NABCA General Counsel Communiqué

April 9, 2020


Given the unprecedented nature of this pandemic, many jurisdictions have taken extraordinary measures to protect both the safety of their workforce and the security of their worker’s livelihoods. To that end, many states have temporarily suspended or relaxed the enforcement of certain regulations and amended the scope of others. Nationally, the most common trends involve the following: 

  • automatically granting off-premise privileges to on-premise licensees; 
  • permitting craft suppliers to ship directly to consumers; 
  • suspending signature requirements to facilitate curbside and contactless deliveries; 
  • deprioritizing or suspending enforcement of trade practice restrictions which prohibit certain types of charitable giving.

While these measures are properly aimed at providing private industry critical liquidity in a time of crisis, it is important to note TTB has not mirrored state action on all fronts. Listed below is COVID-19-related guidance from TTB which may be implicated by emergency measures taken in your state—and issues to consider when addressing the topic(s). 

TTB Communique 3/18/2020—Returns of Alcohol Beverage Products Purchased for Events Cancelled Due to COVID-19 Emergency:

“Given the unexpected and widespread nature of the concerns involving COVID-19, TTB will not consider returns of alcohol beverage products purchased to sell during such cancelled events to violate Federal consignment sales rules provided the products were not initially purchased or sold with the privilege of return. Even though such returns are lawful, a producer or wholesaler is not required to accept returns of such products.”

Issues State Agencies Should Consider: maximum permissible quantities (single transactions and/or aggregate); duration of suspension (tied to emergency period and/or certain number of days); mandatory versus discretionary acceptance of returns by wholesalers; impact of accepted returns on wholesaler-supplier credit and inventory agreements.

TTB Communique 3/31/2020—Tax Payment and Other Filing Due Dates Postponed for Industry Members Affected by COVID-19:

“we are postponing several filing and payment due dates for 90-days where the original due date falls on or after March 1, 2020, through July 1, 2020.

Specifically, we are:

  1. Postponing tax payment due dates for wine, beer, distilled spirits, tobacco products, cigarette papers and tubes, firearms, and ammunition excise taxes.
  2. Postponing filing due dates for excise tax returns.
  3. Postponing filing due dates for submission of operational reports.
  4. Postponing filing due dates for claims for credit or refund by producers.
  5. Postponing filing due dates for claims by manufacturers of nonbeverage products.
  6. Postponing due dates for submission of export documentation.
  7. Considering emergency variations from regulatory requirements for affected businesses on a case-by-case basis.
  8. Reviewing requests for relief from penalties based on reasonable cause.”

Issues State Agencies Should Consider: state deadlines contingent upon federal permits and/or filings; similar postponements for state equivalents; impact of postponements on next year’s filings; and, tax ramifications predicated upon timing of filings.

While this emergency guidance has enabled states and private industry to adjust to the fluid nature of this crisis, it has not removed the need for, nor application of, other federal trade practice prohibitions. For instance, while the aforementioned emergency guidance on returned product is a marked departure from the general prohibition against consignment sales, it does not authorize the extension of credit terms which would otherwise be prohibited under 27 U.S.C. 205(d).  Nor does it require wholesalers to accept such returns, or command states to pass analogous regulations.
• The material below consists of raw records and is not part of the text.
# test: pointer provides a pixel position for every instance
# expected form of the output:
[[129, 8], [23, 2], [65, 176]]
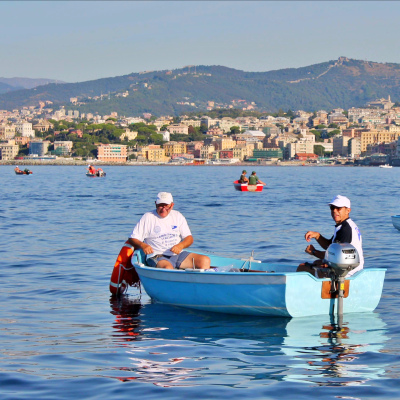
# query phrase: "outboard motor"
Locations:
[[341, 258]]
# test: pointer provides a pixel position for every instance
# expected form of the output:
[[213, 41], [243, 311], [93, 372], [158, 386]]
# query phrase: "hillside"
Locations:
[[12, 84], [341, 83]]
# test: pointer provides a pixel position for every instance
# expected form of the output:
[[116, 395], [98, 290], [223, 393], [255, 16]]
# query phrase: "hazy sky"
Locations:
[[77, 41]]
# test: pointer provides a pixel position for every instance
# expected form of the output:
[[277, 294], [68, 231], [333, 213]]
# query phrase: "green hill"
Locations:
[[342, 83]]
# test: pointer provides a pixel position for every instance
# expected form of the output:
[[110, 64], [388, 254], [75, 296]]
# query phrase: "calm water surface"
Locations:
[[62, 337]]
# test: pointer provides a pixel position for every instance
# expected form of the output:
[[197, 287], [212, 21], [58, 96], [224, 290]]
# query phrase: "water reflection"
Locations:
[[169, 346], [329, 356]]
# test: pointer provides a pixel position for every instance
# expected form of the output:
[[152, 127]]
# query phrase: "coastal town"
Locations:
[[361, 136]]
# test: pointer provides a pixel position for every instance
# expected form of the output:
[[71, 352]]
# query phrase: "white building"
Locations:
[[166, 136], [25, 129]]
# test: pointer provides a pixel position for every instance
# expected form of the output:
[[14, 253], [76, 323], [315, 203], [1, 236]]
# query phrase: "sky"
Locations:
[[76, 41]]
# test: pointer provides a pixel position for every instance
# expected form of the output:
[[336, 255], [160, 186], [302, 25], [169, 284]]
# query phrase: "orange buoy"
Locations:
[[124, 273]]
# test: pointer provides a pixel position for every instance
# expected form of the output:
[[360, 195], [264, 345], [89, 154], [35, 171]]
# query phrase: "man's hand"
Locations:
[[312, 235], [147, 248], [177, 248], [320, 264], [309, 249]]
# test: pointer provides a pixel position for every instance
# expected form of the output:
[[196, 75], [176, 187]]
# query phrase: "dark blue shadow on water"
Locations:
[[312, 350]]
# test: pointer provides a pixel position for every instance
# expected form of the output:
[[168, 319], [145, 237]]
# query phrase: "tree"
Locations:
[[235, 130]]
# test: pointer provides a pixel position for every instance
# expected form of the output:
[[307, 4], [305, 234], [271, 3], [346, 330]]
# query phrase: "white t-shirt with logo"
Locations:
[[161, 233]]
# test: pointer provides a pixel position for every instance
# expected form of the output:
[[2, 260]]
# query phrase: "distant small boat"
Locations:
[[396, 221], [251, 287], [244, 187], [98, 174]]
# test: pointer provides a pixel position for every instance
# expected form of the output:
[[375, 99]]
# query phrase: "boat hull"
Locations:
[[244, 187], [396, 221], [283, 294], [95, 175]]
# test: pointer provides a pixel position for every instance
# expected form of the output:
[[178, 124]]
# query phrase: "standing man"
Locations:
[[254, 179], [162, 234], [346, 231]]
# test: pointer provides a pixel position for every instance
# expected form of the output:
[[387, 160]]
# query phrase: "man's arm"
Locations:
[[185, 243], [322, 241], [147, 249]]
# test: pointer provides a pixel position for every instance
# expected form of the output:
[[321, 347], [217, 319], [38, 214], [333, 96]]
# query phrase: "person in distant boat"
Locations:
[[100, 172], [254, 180], [91, 169], [163, 234], [243, 177], [346, 231]]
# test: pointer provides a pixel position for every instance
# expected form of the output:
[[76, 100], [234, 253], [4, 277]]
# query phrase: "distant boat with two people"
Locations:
[[26, 171], [93, 172], [251, 184]]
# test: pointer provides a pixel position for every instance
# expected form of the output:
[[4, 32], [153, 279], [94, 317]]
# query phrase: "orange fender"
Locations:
[[124, 273]]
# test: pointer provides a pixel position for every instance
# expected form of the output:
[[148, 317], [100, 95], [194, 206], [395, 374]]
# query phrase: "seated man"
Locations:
[[162, 234], [254, 179], [243, 178], [346, 231], [91, 169]]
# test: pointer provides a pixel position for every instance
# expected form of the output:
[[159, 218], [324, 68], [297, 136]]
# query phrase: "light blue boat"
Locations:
[[277, 290]]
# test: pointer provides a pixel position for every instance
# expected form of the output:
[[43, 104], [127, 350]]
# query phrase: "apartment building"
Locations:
[[112, 152], [206, 151], [178, 128], [25, 129], [224, 143], [8, 150], [63, 148], [340, 146], [371, 137], [298, 148], [43, 126], [154, 153], [354, 147], [191, 122], [7, 131], [39, 147], [174, 148]]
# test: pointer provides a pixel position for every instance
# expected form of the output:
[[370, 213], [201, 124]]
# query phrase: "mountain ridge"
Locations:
[[337, 83]]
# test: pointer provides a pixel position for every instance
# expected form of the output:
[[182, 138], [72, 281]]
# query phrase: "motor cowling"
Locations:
[[342, 258]]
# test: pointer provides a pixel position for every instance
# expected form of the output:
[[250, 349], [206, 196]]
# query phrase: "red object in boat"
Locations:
[[244, 187]]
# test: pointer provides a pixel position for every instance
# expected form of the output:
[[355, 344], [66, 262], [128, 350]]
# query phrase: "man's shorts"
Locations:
[[176, 260]]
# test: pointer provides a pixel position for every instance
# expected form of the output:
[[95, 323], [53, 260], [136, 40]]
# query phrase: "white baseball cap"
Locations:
[[164, 198], [340, 201]]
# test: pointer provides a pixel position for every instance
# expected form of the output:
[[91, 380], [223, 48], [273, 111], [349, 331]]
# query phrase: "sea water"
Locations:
[[63, 337]]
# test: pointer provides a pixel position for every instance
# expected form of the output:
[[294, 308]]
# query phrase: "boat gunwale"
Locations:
[[236, 273]]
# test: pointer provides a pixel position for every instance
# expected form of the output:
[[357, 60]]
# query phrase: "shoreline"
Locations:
[[14, 163]]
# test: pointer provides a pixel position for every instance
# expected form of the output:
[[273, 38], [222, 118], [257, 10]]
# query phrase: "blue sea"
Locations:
[[63, 337]]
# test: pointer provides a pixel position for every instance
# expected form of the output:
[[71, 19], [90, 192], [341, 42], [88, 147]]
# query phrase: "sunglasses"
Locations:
[[163, 206]]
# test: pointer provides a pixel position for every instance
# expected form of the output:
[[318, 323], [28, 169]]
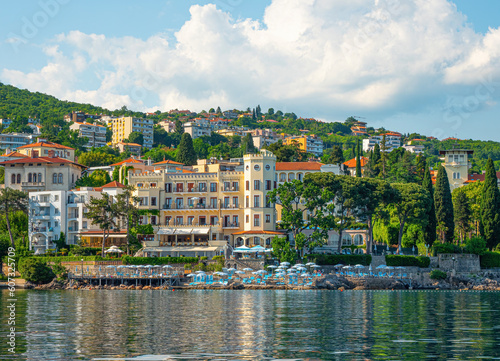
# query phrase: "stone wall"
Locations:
[[459, 262]]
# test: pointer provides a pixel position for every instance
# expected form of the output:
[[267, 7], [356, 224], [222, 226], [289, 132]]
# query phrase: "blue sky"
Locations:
[[412, 66]]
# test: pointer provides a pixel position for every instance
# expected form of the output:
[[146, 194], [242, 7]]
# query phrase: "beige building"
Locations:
[[43, 148], [208, 210], [124, 126]]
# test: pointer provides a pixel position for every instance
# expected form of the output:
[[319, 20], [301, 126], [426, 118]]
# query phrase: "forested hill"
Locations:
[[21, 104]]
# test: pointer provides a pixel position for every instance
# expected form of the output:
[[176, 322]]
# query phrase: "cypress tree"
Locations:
[[358, 160], [444, 206], [186, 153], [430, 227], [490, 207]]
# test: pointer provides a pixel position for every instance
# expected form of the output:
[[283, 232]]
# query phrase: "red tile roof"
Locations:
[[113, 184], [126, 161], [352, 163], [47, 160], [298, 166], [45, 144]]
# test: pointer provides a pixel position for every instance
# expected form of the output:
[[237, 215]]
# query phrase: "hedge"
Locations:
[[347, 259], [158, 260], [407, 261], [490, 260]]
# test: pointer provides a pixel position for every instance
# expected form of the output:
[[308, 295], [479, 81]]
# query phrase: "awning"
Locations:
[[166, 231], [200, 230]]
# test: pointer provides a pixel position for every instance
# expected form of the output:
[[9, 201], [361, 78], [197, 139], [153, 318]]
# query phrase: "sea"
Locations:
[[249, 325]]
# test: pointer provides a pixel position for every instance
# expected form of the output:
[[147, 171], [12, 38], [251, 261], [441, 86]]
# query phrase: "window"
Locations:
[[213, 187], [256, 201]]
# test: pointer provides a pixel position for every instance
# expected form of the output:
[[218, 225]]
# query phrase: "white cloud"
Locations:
[[323, 56]]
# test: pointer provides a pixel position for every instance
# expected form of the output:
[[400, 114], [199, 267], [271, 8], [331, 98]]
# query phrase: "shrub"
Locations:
[[476, 245], [438, 275], [158, 260], [35, 270], [407, 261], [323, 259], [490, 260]]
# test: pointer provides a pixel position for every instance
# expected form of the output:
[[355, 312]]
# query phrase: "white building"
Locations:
[[94, 132]]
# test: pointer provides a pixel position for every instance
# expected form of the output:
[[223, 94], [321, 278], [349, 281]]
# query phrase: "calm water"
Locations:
[[333, 325]]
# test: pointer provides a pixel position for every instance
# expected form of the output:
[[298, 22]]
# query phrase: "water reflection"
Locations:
[[359, 325]]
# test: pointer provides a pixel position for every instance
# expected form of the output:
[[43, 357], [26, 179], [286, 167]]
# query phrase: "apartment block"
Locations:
[[122, 127], [94, 132]]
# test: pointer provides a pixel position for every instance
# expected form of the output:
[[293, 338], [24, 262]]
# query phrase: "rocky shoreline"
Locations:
[[328, 282]]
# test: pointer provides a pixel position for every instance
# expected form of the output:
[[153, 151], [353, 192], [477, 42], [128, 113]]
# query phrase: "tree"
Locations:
[[358, 160], [462, 213], [12, 200], [104, 213], [444, 206], [186, 153], [247, 144], [430, 226], [411, 204], [135, 137], [179, 129], [490, 207]]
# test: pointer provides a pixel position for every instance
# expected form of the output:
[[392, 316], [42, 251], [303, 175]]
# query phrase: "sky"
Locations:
[[426, 66]]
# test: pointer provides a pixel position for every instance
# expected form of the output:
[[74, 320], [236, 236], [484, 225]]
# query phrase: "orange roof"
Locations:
[[113, 184], [126, 161], [298, 166], [168, 161], [47, 160], [352, 163], [16, 154], [45, 144]]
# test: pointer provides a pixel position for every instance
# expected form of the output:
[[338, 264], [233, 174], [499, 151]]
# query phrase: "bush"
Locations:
[[438, 275], [323, 259], [35, 270], [444, 248], [490, 260], [476, 245], [407, 261], [158, 260]]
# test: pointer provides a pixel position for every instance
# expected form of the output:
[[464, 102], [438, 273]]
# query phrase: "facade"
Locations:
[[122, 127], [307, 143], [206, 211], [44, 148], [14, 140], [196, 130], [94, 132], [456, 164], [392, 141], [34, 174]]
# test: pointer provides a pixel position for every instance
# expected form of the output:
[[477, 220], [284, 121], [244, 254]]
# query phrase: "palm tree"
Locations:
[[104, 213], [12, 200]]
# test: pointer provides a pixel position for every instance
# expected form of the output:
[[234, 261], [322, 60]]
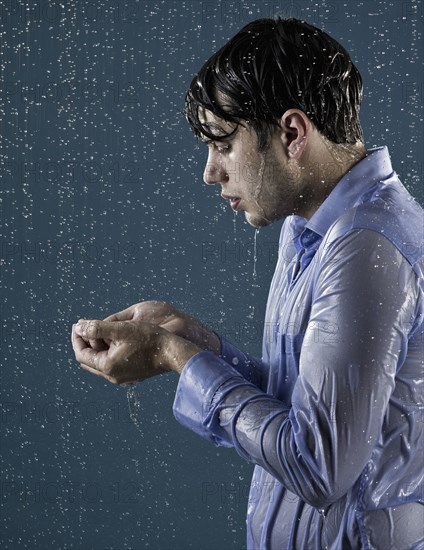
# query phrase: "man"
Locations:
[[331, 414]]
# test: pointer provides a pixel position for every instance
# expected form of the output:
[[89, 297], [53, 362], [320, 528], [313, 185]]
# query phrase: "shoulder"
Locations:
[[391, 212]]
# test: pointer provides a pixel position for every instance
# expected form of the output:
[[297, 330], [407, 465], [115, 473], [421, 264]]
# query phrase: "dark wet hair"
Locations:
[[270, 66]]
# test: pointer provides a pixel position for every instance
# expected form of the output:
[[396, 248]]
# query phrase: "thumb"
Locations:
[[96, 330]]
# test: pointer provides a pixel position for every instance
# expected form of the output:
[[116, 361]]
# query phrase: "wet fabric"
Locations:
[[332, 415]]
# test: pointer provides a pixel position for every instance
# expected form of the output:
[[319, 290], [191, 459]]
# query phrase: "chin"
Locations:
[[256, 220]]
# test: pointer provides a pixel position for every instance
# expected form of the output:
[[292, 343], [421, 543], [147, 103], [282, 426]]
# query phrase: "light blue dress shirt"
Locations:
[[332, 415]]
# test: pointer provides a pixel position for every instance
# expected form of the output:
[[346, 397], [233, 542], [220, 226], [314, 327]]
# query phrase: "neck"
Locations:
[[332, 162]]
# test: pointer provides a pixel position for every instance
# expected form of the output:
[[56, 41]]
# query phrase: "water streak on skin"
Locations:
[[259, 187]]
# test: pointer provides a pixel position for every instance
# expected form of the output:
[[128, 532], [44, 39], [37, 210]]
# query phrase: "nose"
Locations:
[[214, 170]]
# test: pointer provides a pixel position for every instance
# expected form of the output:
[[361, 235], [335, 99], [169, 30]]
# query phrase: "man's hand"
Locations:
[[132, 350], [167, 317]]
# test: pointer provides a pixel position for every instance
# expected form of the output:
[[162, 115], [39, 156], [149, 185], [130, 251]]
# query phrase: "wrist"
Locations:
[[177, 352]]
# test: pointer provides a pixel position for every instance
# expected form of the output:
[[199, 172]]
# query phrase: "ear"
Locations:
[[296, 128]]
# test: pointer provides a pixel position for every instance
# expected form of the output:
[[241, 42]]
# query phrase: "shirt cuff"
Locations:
[[249, 367], [201, 378]]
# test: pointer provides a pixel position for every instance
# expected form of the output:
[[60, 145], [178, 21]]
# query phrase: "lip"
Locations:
[[234, 201]]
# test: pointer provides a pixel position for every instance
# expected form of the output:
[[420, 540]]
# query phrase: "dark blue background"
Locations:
[[103, 206]]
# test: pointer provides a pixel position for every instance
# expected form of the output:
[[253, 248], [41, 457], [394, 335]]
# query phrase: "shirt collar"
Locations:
[[375, 167]]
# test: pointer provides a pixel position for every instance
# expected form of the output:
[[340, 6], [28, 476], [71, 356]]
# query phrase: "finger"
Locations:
[[99, 345], [124, 315], [86, 355], [100, 330]]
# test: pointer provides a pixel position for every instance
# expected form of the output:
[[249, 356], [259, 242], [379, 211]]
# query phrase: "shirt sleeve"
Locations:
[[318, 446], [251, 368]]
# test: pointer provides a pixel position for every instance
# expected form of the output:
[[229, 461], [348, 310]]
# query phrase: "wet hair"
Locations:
[[270, 66]]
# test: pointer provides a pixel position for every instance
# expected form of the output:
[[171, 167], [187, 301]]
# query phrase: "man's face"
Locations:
[[266, 185]]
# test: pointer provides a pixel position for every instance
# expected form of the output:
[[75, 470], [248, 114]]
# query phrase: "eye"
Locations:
[[223, 149]]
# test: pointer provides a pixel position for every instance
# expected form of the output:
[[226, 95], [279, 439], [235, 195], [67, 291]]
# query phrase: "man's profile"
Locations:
[[331, 415]]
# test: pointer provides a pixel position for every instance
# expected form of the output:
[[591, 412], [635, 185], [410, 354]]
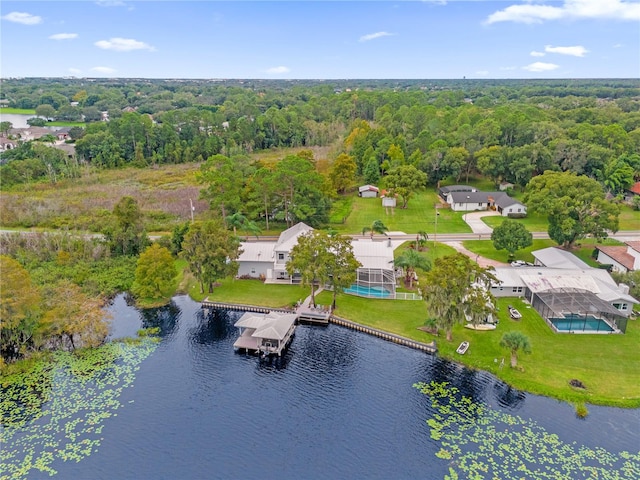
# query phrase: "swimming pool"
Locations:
[[580, 323], [377, 292]]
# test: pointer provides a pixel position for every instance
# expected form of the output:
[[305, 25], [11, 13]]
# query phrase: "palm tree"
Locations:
[[421, 239], [376, 227], [409, 260], [515, 341]]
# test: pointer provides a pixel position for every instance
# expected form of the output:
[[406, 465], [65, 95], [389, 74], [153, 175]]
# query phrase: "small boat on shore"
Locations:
[[462, 348], [514, 313]]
Similarly, TTB’s emergency measures do not provide additional guidance on prohibited versus permissible charitable giving. 27 U.S.C. 205(c) expressly prohibits “offering or giving any bonus, premium, compensation, or other thing of value to any officer, or employee, or representative of the trade buyer.” Thus, a donation to a bona fide charity may be permissible—but certain activities could still be prohibited e.g. purchasing meals, trips, or giving gift cards to retail employees.

State agencies should consider the following:

  • Permissible platforms.  501(c)3s are permissible recipients in many jurisdictions. But what about GoFundMe pages or other, non-registered charitable activities or fundraisers?
  • Organizational affiliation rules. Industry-wide donations are permissible in many jurisdictions, but gifts to specific licensees are generally prohibited. How might this impact donations to efforts by major conglomerates such as restaurant groups?
  • Cause Marketing Promotions. Many jurisdictions permit a portion of sales to be donated to a charitable cause; but impose restrictions on how these efforts can be marketed. How might these restrictions be tailored in order to ensure donations aren’t being leveraged for improper purposes?

Finally, state agencies should consider sharing the “Use of Social Media in the Advertising of Alcohol Beverages” (TTB Circular 2013-01) with licensees as a reminder of their federal compliance obligations when leveraging social media for any advertising—charitable or not.

See additional COVID-related guidance from TTB

Wishing you and your families continued health and safety in these trying times.